Can the suspect in the Salman Rushdie attack be charged for a Hate crime?

Here is the law regarding 1st degree murder in New York. It looks like it it what other states might call murder with aggravating circumstances.

https://www.nysenate.gov/legislation/laws/PEN/125.27

So the essential question becomes, is writing The Satanic Verses an expression of Rushdie’s religious belief?

The Protocols argument is not necessarily analogous because Nazism is not a religion (it can be argued). IIRC there’s no such protection for political beliefs, and punching him would maybe be based on his politics as much as his distributing something insulting.

it seems to me at this point Rushdie’s attacker is doing what all perps should do when arrested and keeping silent. OTOH, he may have enough on his social media to determine a more precise motive.

It’s unambiguously not. It’s a magical realist novel about a mentally ill Muslim man who comes to believe he’s the angel Gabriel after surviving a plane crash. It’s not a statement of religious belief, and it wasn’t the target of a fatwa because it represented a competing religious dogma. It was targeted because it was perceived as insulting to Muslims and Islamic culture.

Practically speaking, assuming:

  • Person A gets up on stage and attempts to murder someone by repeatedly stabbing them in the neck because person A was just looking for someone to stab that day.
  • Person B gets up on stage and attempts to murder someone by repeatedly stabbing them in the neck because the person on the stage is part of a protected class and person B hates that class.

I assume person B gets charged with a hate crime and person A doesn’t. But does that make their sentencing different?

In my book both should be locked up and the key thrown away, no matter whether this was a hate crime or not. But I’m curious what the law says.

Theee’s no one « the law » that says anything here. Each country (or state with criminal jurisdiction) can deal with the issue in its own way.

In this particular case, it’s the law of New York.

So what does New York law say about this?

New York law says that a crime motivated by the religious beliefs of the victim can be charged as a hate crime. And sentencing can be different.

Whether or not it should or will be charged as such would be up to the discretion of the prosecutors. And that will be determined by the available evidence and what they think would be in the best interests of the public.

It’s not like there’s a list of crimes and they just check the appropriate boxes and those charges are automatically filed.

In this case, I would suspect they don’t try to apply a hate crime designation. Those can be difficult to prove and the direct attempt at murder is quite serious on its own.

It unambiguously is (per radical Islamic belief). A devout Muslim (from their point of view) would never conceive of writing such a book. So it is an expression of Rushie’s non-radical Islamic beliefs. That it is a work of fiction is irrelevant to them.

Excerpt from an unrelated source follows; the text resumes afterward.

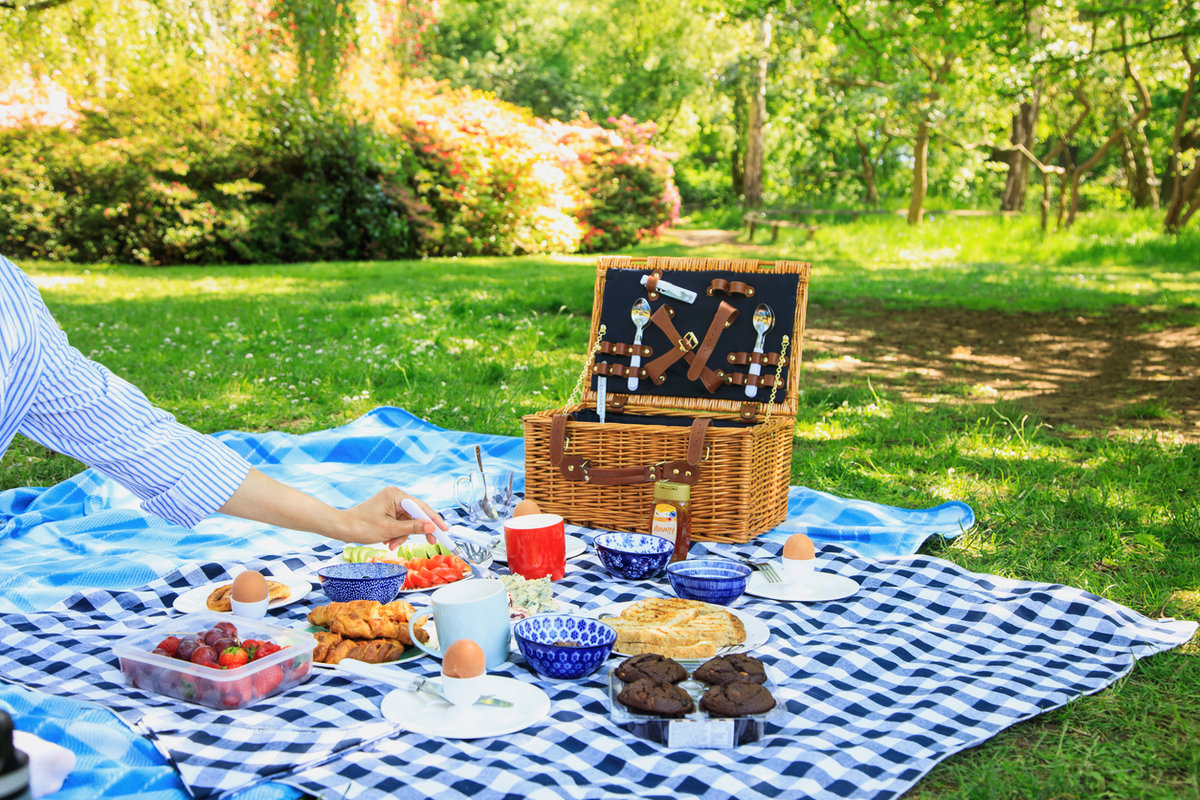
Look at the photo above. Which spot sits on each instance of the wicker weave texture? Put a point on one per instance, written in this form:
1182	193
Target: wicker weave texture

Well, yes, it’s trivially true that people who follow the fatwa believe that the book is evidence that Rushdie is not a devout Muslim, because they believe the book is deliberately mocking Islam. But The Satanic Verses doesn’t advocate for a competing religious viewpoint. It’s not a pro-Christian, or pro-Jewish or pro-Hindu, and it wasn’t singled out for retribution for advocating for a different religious viewpoint, which could bring the attack under the umbrella of hate crime legislation. It was targeted because it was believed to be mocking Islam. And if attacking someone for disrespecting a religion is a hate crime, that brings us back to my comparison of a Jewish person punching someone for distributing anti-Semitic literature.

This is probably the best answer. Considering the level of debate here, the “hate crime” aspect would require some interesting debate. More easy to prove would (I assume) be premeditation and planning, which I assume resulting in attempted first-degree murder.